I keep hearing you use the word suffering in relation to Down syndrome. I don’t know anyone with Down syndrome that is suffering. The ONLY thing we have to suffer are horrible people who want to make us extinct.
I have a brilliant life. I have a family that loves me. I have great friends. I have an active social life. I’m studying at university and have goals to become a writer. I want to get married one day and maybe even have a baby.
Mr. Ben-Achour, if you have your way those goals will NEVER happen. What you are suggesting is eugenics. It’s disgusting and EVIL. You need to apologise for your horrible comments. You should also be removed from the Human Rights Council as an expert. You are not an expert about Down syndrome. You sir, do not speak for my community.
The Human Rights Council needs people who will genuinely fight for the rights of others who are being oppressed. I suggest that the Human Rights Council appoint me as an expert. I will fight for our right to exist for the rest of my life.
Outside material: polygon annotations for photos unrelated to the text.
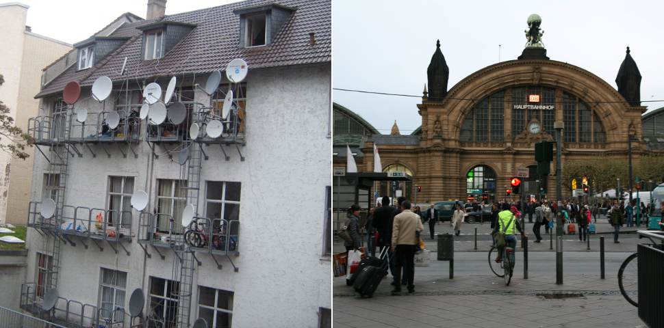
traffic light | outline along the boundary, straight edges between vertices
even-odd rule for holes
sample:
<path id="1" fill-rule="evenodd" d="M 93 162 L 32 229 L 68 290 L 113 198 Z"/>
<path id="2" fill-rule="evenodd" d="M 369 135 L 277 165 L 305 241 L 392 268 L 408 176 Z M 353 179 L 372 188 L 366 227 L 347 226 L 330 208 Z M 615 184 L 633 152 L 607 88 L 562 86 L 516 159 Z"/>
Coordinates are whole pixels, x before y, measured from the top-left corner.
<path id="1" fill-rule="evenodd" d="M 509 184 L 512 186 L 513 193 L 520 193 L 519 189 L 521 187 L 521 179 L 519 178 L 512 178 L 512 180 L 509 180 Z"/>

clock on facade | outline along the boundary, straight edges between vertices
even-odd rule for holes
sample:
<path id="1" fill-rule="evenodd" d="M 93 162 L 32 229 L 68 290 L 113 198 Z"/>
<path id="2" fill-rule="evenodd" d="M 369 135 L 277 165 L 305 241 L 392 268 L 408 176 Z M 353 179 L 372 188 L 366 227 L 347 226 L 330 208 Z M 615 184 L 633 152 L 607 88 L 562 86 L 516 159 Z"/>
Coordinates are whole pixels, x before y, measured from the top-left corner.
<path id="1" fill-rule="evenodd" d="M 528 132 L 536 135 L 541 132 L 541 126 L 537 122 L 531 122 L 528 124 Z"/>

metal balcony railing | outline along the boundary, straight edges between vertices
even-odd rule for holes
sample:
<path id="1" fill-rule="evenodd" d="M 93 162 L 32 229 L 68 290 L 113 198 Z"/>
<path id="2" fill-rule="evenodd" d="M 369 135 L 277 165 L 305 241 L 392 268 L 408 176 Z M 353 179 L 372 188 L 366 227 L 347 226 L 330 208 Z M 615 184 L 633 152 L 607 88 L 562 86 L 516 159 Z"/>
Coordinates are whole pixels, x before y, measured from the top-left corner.
<path id="1" fill-rule="evenodd" d="M 90 113 L 84 122 L 76 120 L 76 115 L 69 115 L 71 128 L 68 141 L 75 144 L 97 142 L 138 142 L 140 140 L 141 120 L 138 115 L 118 111 L 120 123 L 111 128 L 107 123 L 111 112 Z"/>

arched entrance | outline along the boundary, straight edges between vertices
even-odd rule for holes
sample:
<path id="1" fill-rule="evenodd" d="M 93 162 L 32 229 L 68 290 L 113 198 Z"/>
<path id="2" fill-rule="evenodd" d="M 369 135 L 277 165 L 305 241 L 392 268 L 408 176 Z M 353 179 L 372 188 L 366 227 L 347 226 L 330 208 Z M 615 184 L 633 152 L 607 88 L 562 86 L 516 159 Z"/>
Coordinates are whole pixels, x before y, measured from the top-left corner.
<path id="1" fill-rule="evenodd" d="M 477 165 L 465 174 L 465 193 L 468 200 L 496 200 L 496 172 L 486 165 Z"/>
<path id="2" fill-rule="evenodd" d="M 413 176 L 413 171 L 403 164 L 390 164 L 383 169 L 383 172 L 406 172 L 406 174 Z M 413 200 L 412 181 L 386 181 L 381 182 L 381 195 L 390 197 L 398 196 L 400 194 L 410 200 Z"/>

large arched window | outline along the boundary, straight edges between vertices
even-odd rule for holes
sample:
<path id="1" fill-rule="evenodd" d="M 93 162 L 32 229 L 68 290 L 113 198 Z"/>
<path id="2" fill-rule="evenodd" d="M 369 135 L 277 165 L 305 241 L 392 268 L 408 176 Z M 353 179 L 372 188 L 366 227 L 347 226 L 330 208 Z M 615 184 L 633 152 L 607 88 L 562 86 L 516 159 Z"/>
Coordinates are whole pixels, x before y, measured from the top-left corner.
<path id="1" fill-rule="evenodd" d="M 496 172 L 485 165 L 478 165 L 465 174 L 465 192 L 469 197 L 494 200 L 496 196 Z"/>
<path id="2" fill-rule="evenodd" d="M 403 164 L 391 164 L 383 169 L 383 172 L 406 172 L 406 174 L 413 176 L 413 171 Z M 397 193 L 397 190 L 400 190 Z M 389 195 L 394 197 L 395 195 L 400 193 L 410 201 L 413 199 L 413 182 L 411 181 L 394 181 L 387 182 L 383 181 L 381 182 L 381 196 Z"/>
<path id="3" fill-rule="evenodd" d="M 480 100 L 466 115 L 459 141 L 502 142 L 505 131 L 505 93 L 497 92 Z"/>
<path id="4" fill-rule="evenodd" d="M 602 122 L 590 106 L 576 96 L 563 94 L 563 122 L 565 142 L 606 142 Z"/>

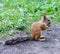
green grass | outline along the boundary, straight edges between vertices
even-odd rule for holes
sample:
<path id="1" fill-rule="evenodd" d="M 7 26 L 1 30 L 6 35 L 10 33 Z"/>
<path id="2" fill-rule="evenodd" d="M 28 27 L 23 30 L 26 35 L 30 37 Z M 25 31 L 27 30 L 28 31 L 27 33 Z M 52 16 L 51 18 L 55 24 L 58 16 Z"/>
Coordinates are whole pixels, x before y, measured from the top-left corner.
<path id="1" fill-rule="evenodd" d="M 15 33 L 16 28 L 29 32 L 43 13 L 60 22 L 60 0 L 0 0 L 0 36 Z"/>

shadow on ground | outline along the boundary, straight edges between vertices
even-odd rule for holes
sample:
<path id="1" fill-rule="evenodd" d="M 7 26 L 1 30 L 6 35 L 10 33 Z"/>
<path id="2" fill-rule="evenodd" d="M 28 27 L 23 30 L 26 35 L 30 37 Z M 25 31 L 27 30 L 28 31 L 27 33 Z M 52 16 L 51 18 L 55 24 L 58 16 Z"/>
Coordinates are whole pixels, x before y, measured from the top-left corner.
<path id="1" fill-rule="evenodd" d="M 27 35 L 23 31 L 18 35 Z M 60 54 L 60 27 L 51 26 L 43 32 L 46 41 L 26 41 L 16 45 L 0 45 L 0 54 Z"/>

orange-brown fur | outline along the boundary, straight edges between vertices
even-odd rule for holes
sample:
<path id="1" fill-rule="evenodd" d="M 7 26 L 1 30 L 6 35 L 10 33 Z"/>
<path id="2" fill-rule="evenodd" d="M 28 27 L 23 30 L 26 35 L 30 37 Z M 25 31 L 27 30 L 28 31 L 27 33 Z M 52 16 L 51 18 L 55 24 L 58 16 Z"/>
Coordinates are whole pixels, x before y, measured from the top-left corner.
<path id="1" fill-rule="evenodd" d="M 44 21 L 45 20 L 45 21 Z M 38 22 L 34 22 L 31 26 L 31 37 L 34 40 L 42 40 L 42 31 L 50 27 L 50 20 L 44 15 Z"/>
<path id="2" fill-rule="evenodd" d="M 49 28 L 50 24 L 50 20 L 44 15 L 40 21 L 34 22 L 31 25 L 31 36 L 15 37 L 1 43 L 4 43 L 5 45 L 13 45 L 26 40 L 43 40 L 44 37 L 42 36 L 42 31 Z"/>

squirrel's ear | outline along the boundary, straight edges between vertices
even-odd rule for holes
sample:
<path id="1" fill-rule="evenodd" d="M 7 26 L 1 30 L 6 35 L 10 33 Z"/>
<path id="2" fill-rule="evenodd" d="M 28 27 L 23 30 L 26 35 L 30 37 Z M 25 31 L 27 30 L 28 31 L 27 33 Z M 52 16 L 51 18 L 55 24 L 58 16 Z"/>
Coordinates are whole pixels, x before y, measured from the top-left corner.
<path id="1" fill-rule="evenodd" d="M 43 16 L 43 19 L 46 19 L 46 15 Z"/>

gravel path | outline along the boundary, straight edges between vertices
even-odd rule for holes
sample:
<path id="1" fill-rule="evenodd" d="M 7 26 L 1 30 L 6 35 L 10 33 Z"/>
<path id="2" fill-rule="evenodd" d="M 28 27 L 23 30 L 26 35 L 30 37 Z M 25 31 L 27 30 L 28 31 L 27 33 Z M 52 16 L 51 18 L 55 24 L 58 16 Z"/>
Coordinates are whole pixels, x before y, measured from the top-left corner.
<path id="1" fill-rule="evenodd" d="M 1 44 L 0 54 L 60 54 L 60 27 L 51 26 L 43 35 L 47 37 L 43 42 L 26 41 L 11 46 Z"/>

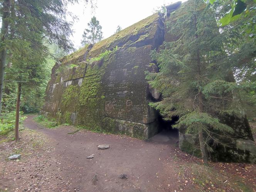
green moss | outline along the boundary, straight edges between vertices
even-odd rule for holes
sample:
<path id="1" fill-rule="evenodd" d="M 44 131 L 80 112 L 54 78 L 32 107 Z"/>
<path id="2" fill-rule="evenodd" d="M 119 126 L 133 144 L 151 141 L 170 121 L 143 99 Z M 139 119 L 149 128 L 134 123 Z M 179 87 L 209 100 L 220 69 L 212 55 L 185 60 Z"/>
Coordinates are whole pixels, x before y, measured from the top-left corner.
<path id="1" fill-rule="evenodd" d="M 106 39 L 95 44 L 91 51 L 94 51 L 98 49 L 106 49 L 109 47 L 111 43 L 115 42 L 125 41 L 128 40 L 129 37 L 136 35 L 140 32 L 143 32 L 145 28 L 153 23 L 159 18 L 157 13 L 154 14 L 139 22 L 134 24 L 116 33 Z"/>
<path id="2" fill-rule="evenodd" d="M 47 128 L 55 128 L 58 126 L 58 123 L 55 120 L 47 118 L 42 115 L 34 118 L 34 120 L 39 125 Z"/>
<path id="3" fill-rule="evenodd" d="M 71 61 L 76 60 L 83 56 L 88 49 L 89 45 L 86 45 L 83 47 L 79 49 L 76 51 L 65 56 L 61 59 L 61 62 L 62 64 L 71 62 Z"/>
<path id="4" fill-rule="evenodd" d="M 61 104 L 62 108 L 67 109 L 67 108 L 75 103 L 75 100 L 77 97 L 79 88 L 77 86 L 69 85 L 64 91 L 61 98 Z"/>
<path id="5" fill-rule="evenodd" d="M 72 122 L 71 121 L 71 113 L 69 111 L 66 111 L 63 115 L 65 123 L 67 123 L 69 124 L 71 124 Z"/>
<path id="6" fill-rule="evenodd" d="M 148 37 L 149 35 L 149 34 L 148 34 L 148 33 L 147 33 L 147 34 L 146 34 L 145 35 L 140 35 L 140 38 L 139 38 L 139 39 L 138 40 L 137 40 L 135 42 L 139 42 L 140 41 L 142 41 L 143 40 L 145 40 L 145 39 L 147 39 L 147 38 Z"/>
<path id="7" fill-rule="evenodd" d="M 196 148 L 193 145 L 186 140 L 184 140 L 182 142 L 180 149 L 189 154 L 192 155 L 197 157 L 200 158 L 202 157 L 200 149 Z"/>
<path id="8" fill-rule="evenodd" d="M 98 57 L 92 58 L 89 61 L 90 63 L 91 63 L 94 61 L 98 61 L 108 56 L 111 52 L 112 51 L 111 51 L 106 50 L 104 52 L 101 53 Z"/>
<path id="9" fill-rule="evenodd" d="M 106 117 L 103 121 L 103 126 L 104 130 L 113 133 L 116 133 L 116 120 L 113 118 Z"/>

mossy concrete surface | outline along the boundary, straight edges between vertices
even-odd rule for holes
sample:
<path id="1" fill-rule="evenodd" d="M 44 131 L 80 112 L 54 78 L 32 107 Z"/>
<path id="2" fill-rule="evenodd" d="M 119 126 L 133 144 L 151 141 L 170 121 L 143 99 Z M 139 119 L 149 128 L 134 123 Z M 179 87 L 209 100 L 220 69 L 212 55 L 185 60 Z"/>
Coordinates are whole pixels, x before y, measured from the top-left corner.
<path id="1" fill-rule="evenodd" d="M 154 14 L 62 58 L 52 70 L 42 113 L 59 123 L 153 136 L 157 113 L 148 104 L 145 71 L 151 70 L 151 51 L 163 40 L 163 26 Z"/>
<path id="2" fill-rule="evenodd" d="M 162 49 L 164 41 L 177 39 L 175 34 L 168 33 L 167 26 L 171 27 L 186 14 L 185 8 L 194 3 L 190 0 L 169 6 L 176 9 L 168 10 L 167 17 L 155 13 L 57 62 L 52 71 L 42 114 L 58 123 L 141 139 L 157 134 L 159 114 L 148 104 L 160 95 L 152 95 L 154 91 L 145 79 L 145 72 L 157 72 L 151 51 Z M 214 152 L 209 152 L 211 158 L 255 162 L 256 148 L 247 119 L 225 115 L 220 118 L 234 133 L 232 139 L 224 139 L 228 148 L 213 140 L 208 143 Z M 179 131 L 180 148 L 200 157 L 198 136 L 187 135 L 181 129 Z"/>

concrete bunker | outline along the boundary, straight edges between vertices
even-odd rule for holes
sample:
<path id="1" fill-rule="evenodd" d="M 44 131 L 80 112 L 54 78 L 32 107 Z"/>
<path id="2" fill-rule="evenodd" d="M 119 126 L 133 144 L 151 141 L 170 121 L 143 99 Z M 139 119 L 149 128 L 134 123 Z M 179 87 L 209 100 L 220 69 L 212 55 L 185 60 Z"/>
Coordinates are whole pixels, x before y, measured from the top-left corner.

Fien is far from alone in speaking out against despicable comments directed towards people with Down syndrome and other disabilities. And sadly, those comments are not uncommon — nor are the actual abortions themselves. In Iceland, the abortion rate for preborn babies diagnosed with Down syndrome is almost 100 percent. An episode of”60 Minutes Australia” positively featured a test that was described as able to “effectively end Down syndrome” in Australia. In the Netherlands, women are told they have a moral duty to abort their babies with Down syndrome. Here in the United States, women are routinely given outdated, inaccurate information about Down syndrome, according to a study published by Dr. Brian Skotko, while another study found that women were given a prenatal diagnosis in a negative way, at a rate of 2.5 to 1. One in four women said they were pressured to have an abortion. The examples go on and on and on and on.
It’s unfathomable that people are being targeted for death and eradication simply because they are different. Disability doesn’t mean less than; it doesn’t mean their lives are not worth living. And it absolutely does not make someone like Mr. Achour superior and able to determine whether or not someone should be permitted to live.